Es war nur ein leichter Bittermandelgeruch feststellbar, als wir den Verstorbenen so angetroffen haben. Ich habe zwar gleich Dimethylaminophenol verabreicht, allerdings war die Vergiftung wohl soweit fortgeschritten, dass das Leben des Patienten nicht mehr zu retten war. Der Tod muss irgendwann zwischen 06:00 h und 07:00 h eingetreten sein, vermutlich kurz vor unserem Eintreffen hier vor Ort.

Bericht folgt kurzfristig nach der Obduktion und geht vorab per E-Mail zu. Ich mach´ mich mal vom Acker und bereite alles vor. Die Leich´ kommt ja gleich.<

Die Spurensicherung suchte die nähere und weitere Umgebung auf Hinweise und mögliche Beweise ab.

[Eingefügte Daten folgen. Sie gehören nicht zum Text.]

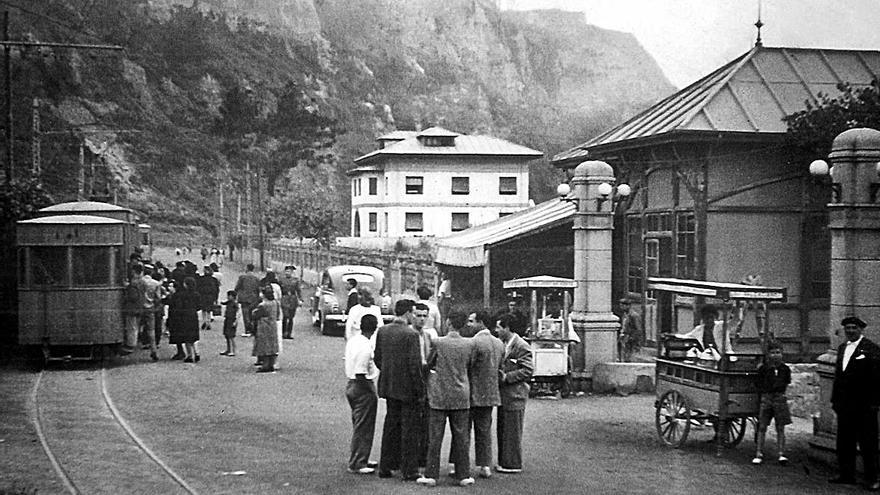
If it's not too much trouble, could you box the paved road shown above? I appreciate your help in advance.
[0,248,857,495]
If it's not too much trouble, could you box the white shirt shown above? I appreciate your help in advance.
[843,336,862,369]
[345,333,379,380]
[345,304,382,340]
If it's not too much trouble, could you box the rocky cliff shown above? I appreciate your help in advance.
[12,0,674,237]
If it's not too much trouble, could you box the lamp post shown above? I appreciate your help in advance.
[810,128,880,464]
[557,161,631,379]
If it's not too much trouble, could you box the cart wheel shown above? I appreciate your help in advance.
[715,418,748,449]
[655,390,691,448]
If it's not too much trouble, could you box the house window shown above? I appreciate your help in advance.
[498,177,516,194]
[626,215,644,294]
[675,213,696,278]
[406,177,425,194]
[403,213,424,232]
[452,213,471,232]
[452,177,471,194]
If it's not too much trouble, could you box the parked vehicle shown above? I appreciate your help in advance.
[311,265,394,335]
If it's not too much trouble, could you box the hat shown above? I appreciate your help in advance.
[840,316,868,328]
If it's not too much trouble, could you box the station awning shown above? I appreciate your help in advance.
[434,198,575,268]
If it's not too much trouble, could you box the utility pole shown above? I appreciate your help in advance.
[0,10,122,184]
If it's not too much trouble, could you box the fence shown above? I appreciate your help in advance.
[236,239,440,296]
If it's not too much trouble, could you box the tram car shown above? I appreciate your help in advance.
[16,201,142,363]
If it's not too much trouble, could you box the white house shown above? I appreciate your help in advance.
[348,127,542,237]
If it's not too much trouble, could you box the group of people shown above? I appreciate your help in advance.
[345,287,533,486]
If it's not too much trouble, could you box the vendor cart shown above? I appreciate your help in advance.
[504,275,580,397]
[647,277,786,455]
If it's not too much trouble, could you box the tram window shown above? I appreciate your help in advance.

Kaspar prüfte gerade noch die Innentasche des Sakkos und fand die Brieftasche des Verstorbenen. Elegantes Leder, Eelskin, so wie es dieses nur in den USA zu kaufen gibt. Allerdings verfügte der Verstorbene über deutsche Papiere.

Doktor Jonathan Sibelius Constantin von Kadenbeerg.

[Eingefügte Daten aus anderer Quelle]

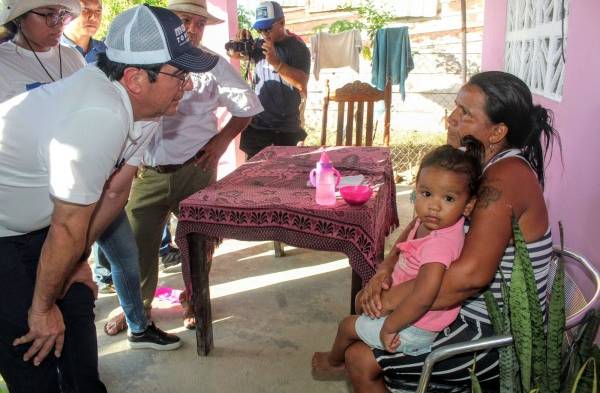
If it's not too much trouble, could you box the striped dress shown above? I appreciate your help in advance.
[373,149,552,392]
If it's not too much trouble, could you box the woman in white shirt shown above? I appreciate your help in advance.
[0,0,86,102]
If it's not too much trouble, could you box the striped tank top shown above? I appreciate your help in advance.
[460,149,552,324]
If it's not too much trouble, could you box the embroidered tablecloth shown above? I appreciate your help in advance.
[177,146,398,289]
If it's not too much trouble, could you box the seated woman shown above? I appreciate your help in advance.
[345,71,560,393]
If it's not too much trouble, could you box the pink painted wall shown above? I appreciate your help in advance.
[482,0,600,284]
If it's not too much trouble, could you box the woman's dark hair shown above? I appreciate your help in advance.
[96,53,164,83]
[469,71,562,188]
[417,135,483,196]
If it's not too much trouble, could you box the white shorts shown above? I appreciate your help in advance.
[355,314,439,356]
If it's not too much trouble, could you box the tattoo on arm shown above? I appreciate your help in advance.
[477,184,502,209]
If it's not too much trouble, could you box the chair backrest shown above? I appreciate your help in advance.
[321,79,392,146]
[546,246,600,329]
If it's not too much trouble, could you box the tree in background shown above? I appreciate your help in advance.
[96,0,167,40]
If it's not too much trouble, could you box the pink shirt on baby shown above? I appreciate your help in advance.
[392,217,465,332]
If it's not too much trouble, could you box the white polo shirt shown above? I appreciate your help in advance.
[144,54,263,166]
[0,65,156,237]
[0,41,86,102]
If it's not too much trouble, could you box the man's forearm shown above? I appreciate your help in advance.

Mit drei e, so wie der Pfeiffer aus der Feuerzangenbowle von Spoerl mit seinen drei f. Kaspar musste dann doch am frühen Morgen ein wenig schmunzeln, als er in dieser traurigen Situation die Parallele zu Spoerl´s Feuerzangenbowle zog.

56 Jahre alt, promoviert wohl als Bau-Ingenieur, nach den Visitenkarten in der Brieftasche noch weitere Diplome als Architekt, Kunsthistoriker, Betriebswirt, Finanzwirt, Gutachter für Immobilien mit Europäischer Zulassung usw.

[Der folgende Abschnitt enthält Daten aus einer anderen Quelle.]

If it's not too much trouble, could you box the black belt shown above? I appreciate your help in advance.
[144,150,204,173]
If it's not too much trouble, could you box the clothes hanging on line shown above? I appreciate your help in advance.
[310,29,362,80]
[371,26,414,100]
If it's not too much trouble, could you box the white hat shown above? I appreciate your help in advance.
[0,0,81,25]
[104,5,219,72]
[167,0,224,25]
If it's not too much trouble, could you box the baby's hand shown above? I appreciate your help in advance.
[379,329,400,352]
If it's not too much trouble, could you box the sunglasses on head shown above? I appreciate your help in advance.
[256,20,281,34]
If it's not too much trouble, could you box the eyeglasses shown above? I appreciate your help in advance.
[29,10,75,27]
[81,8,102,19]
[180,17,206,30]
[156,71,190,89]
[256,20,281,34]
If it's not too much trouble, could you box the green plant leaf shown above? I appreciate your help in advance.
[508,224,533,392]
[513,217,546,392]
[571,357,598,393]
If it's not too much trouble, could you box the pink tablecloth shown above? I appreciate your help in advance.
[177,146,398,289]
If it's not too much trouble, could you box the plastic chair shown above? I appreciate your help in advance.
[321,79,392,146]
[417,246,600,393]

In der Brieftasche fanden sich auch die Wagenpapiere. Jede Menge Wagenpapiere. Aber meist historische Fahrzeuge oder Youngtimer, wie diese neudeutsch genannt wurden. Der ausgesprochen gepflegte Opel Senator B, der oben seitlich an der Straße geparkt war, gehörte wie bereits vermutet zu Doktor von Kadenbeerg, denn in der anderen Jackentasche befand sich neben dem Mobiltelefon auch der dazugehörende Schlüssel. Erkennbar an dem Opel–Logo und dem für das Baujahr typische Birnchen, um das Türschloss anleuchten zu können, denn die Autoschlüssel waren damals noch nicht up to date mit den heutigen Fernbedienungen.

Der Wagen war ausgesprochen aufgeräumt. Kein Krümel oder gar ein Stäubchen. Noch nicht einmal ein Hinweis auf Gebrauchsspuren. Phänomenal. Der gepflegte Eindruck des Leichnams des Doktors von Kadenbeerg setzte sich hier fort.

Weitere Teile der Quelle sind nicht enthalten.